The overview is the first step, your jump start. Honestly, you can create this either at the beginning of the product creation process or at the end. Some people prefer one over the other.

The advantage of doing it at the beginning is that it forces you to include everything that you intended. You have to keep referring to your learning objectives and following them in the order you listed them so that you don’t forget anything.

The advantage of doing it at the end is that you’ve developed your ideas sufficiently to know more precisely what you’ll be teaching in the product, and now you can provide a more accurate overview of what they’ll learn.

There is no right way to do it. You have to choose one that works best for you, and you need to be flexible enough to try them both if that’s what you wish to do. You may find, in fact, that you want to do it one way for awhile, and then switch to the other. Or you may discover that one way works better for some products than others.

It’s important thing is that you don’t become wedded to one for reasons other than practicality. No one will know which one you choose to use, and the one is no more virtuous than the other.

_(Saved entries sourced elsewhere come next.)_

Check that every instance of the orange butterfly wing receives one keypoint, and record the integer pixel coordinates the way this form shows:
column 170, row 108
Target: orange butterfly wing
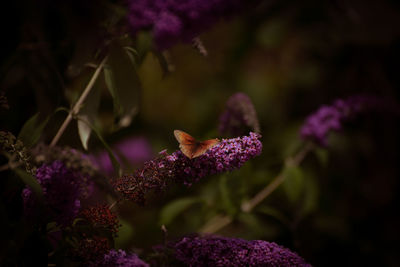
column 187, row 143
column 192, row 148
column 204, row 146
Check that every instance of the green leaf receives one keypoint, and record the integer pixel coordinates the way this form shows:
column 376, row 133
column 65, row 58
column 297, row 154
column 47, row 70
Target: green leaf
column 162, row 60
column 293, row 183
column 176, row 207
column 311, row 190
column 32, row 130
column 144, row 42
column 123, row 83
column 274, row 213
column 114, row 161
column 30, row 181
column 125, row 235
column 89, row 113
column 225, row 196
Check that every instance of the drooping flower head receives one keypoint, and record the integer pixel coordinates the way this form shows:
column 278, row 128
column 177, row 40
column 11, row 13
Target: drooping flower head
column 73, row 159
column 326, row 119
column 62, row 191
column 119, row 258
column 221, row 251
column 100, row 216
column 171, row 21
column 91, row 249
column 239, row 116
column 156, row 174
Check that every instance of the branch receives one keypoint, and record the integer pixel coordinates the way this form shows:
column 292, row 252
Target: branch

It’s critical, however, that your customers are given a solid grasp of what to expect. It will make it easier for them to appreciate your product as a whole, and it will help you to weave together all of the parts.

Any time you make something with a lot of parts, it’s normal to see them rather than how they all fit together, especially if you’ve never dissected the whole until then.

You have to really know what you’re talking about to do that effectively. You have to be able to evaluate it, not only from the outside in, but the inside out. Doing so requires two different skills; different perspectives if you like, and most people only have to do the latter. And so that means that you will have to take special care to make sure that your customers understand both. Don’t take that for granted.